Linux tee Command Deep Dive: Pipe Splitting and Dual-Output Implementation#

Ever hit this problem? You pipe data through a chain of commands, but you can’t see the intermediate results. Like cat access.log | grep 404 | wc -l — you only get the count, not the matching lines. That’s where tee comes in.

The Core: Data Stream Forking#

The name “tee” comes from plumbing — the T-junction fitting. Its job is simple: read from stdin, write to both stdout and a file.

The implementation is straightforward:

#include <unistd.h>
#include <fcntl.h>

void tee_impl(const char* filename, int append) {
    char buf[4096];
    int flags = O_WRONLY | O_CREAT | (append ? O_APPEND : O_TRUNC);
    int fd = open(filename, flags, 0644);

    ssize_t n;
    while ((n = read(STDIN_FILENO, buf, sizeof(buf))) > 0) {
        write(STDOUT_FILENO, buf, n);  // output to screen
        write(fd, buf, n);              // write to file
    }
    close(fd);
}

The key: two write calls — one to stdout, one to the file descriptor. That’s tee in a nutshell: data duplication and distribution.

Practical Scenarios#

Scenario 1: Debugging Pipeline Intermediate Results#

# Only see the final count
cat access.log | grep 404 | wc -l

# See matching lines AND count
cat access.log | grep 404 | tee matches.txt | wc -l
# Screen shows count, file saves matching lines

# Or display directly on terminal
cat access.log | grep 404 | tee /dev/tty | wc -l

/dev/tty is the current terminal device — writing there displays on screen.

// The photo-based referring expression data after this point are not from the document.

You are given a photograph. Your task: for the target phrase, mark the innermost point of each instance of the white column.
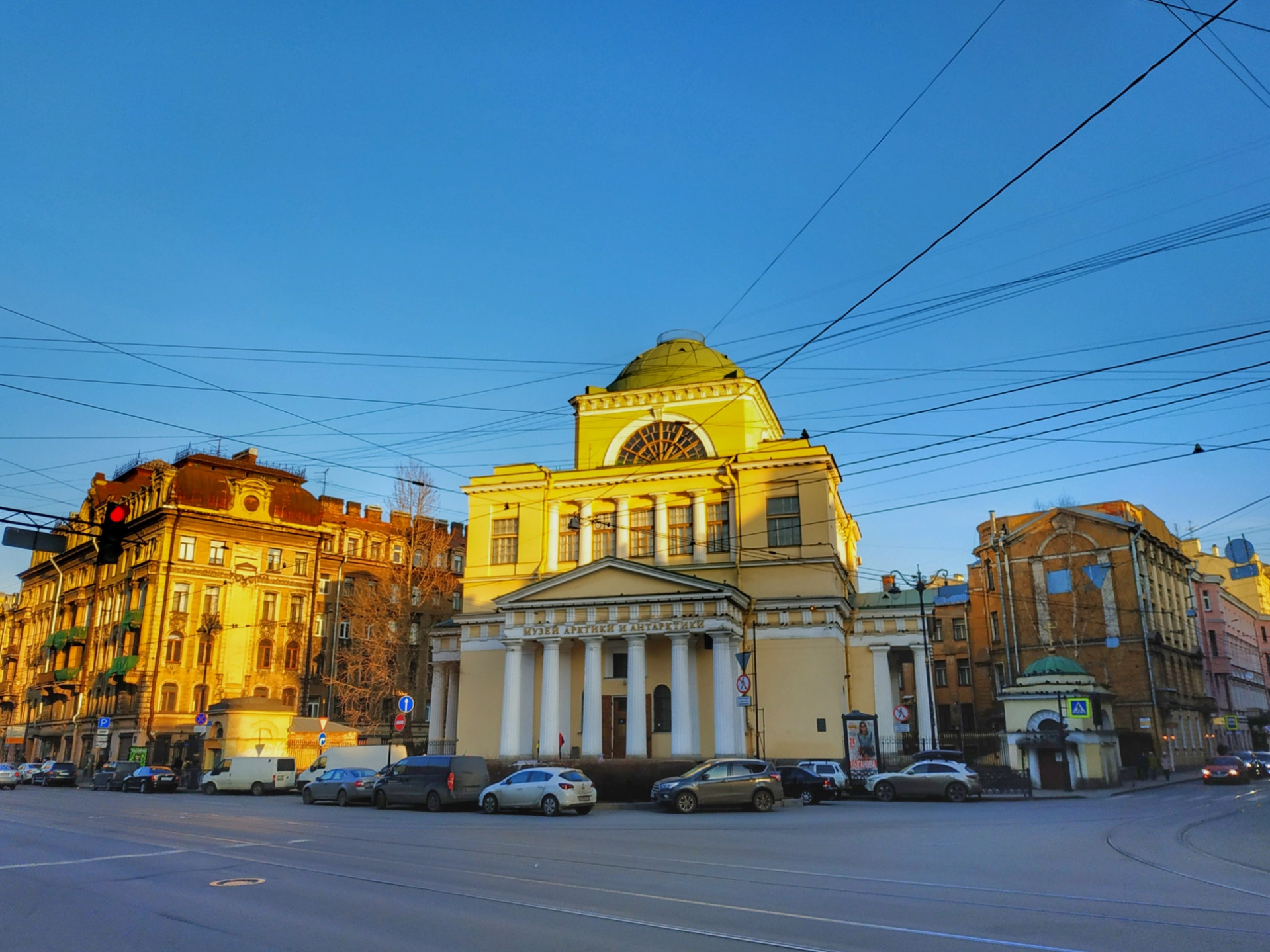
(437, 710)
(592, 744)
(451, 730)
(884, 699)
(549, 703)
(699, 527)
(725, 721)
(921, 688)
(637, 715)
(553, 536)
(584, 531)
(660, 531)
(738, 714)
(623, 531)
(510, 738)
(681, 699)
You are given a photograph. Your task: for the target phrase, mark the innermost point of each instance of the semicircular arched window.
(660, 442)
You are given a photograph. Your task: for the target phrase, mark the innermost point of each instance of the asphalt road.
(1174, 869)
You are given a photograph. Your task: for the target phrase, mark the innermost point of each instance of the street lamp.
(921, 583)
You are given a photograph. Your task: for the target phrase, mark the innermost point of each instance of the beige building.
(605, 606)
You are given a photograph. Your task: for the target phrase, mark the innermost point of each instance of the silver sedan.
(345, 785)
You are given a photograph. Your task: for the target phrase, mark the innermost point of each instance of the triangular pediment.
(613, 578)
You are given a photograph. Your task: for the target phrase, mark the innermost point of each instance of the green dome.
(1054, 664)
(680, 357)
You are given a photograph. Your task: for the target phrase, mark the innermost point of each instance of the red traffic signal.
(113, 530)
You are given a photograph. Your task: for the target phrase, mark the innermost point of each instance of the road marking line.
(92, 859)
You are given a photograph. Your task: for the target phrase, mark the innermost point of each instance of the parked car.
(345, 785)
(809, 787)
(1257, 762)
(113, 773)
(547, 789)
(259, 775)
(1226, 769)
(152, 780)
(953, 757)
(56, 773)
(721, 783)
(926, 779)
(433, 781)
(833, 771)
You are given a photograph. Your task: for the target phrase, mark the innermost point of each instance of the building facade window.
(568, 539)
(784, 525)
(718, 529)
(181, 597)
(604, 537)
(680, 529)
(642, 532)
(504, 541)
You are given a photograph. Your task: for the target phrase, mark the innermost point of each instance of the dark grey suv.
(723, 782)
(433, 781)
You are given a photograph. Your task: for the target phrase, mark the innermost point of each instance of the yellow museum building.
(605, 606)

Scenario 2: Build Logs with Simultaneous Monitoring#

make 2>&1 | tee build.log

2>&1 redirects stderr to stdout, so error messages get captured by tee too. Real-time output on screen, full log saved to file.

Scenario 3: Append Mode#

# Overwrites each run
echo "run 1" | tee output.txt

# Appends each run
echo "run 2" | tee -a output.txt

The -a flag maps to O_APPEND, appending instead of truncating.

Scenario 4: Writing to Multiple Files#

echo "critical config" | tee config.prod.yaml config.staging.yaml config.dev.yaml

tee accepts multiple file arguments — one command, synchronized writes.

Advanced: Process Substitution and Stream Splitting#

tee’s real power emerges with process substitution:

# Output to terminal and filtered result simultaneously
df -h | tee >(grep "/$" > root_disks.txt) > all_disks.txt

>() is process substitution — it creates a named pipe. tee sends data to both grep and the raw output file.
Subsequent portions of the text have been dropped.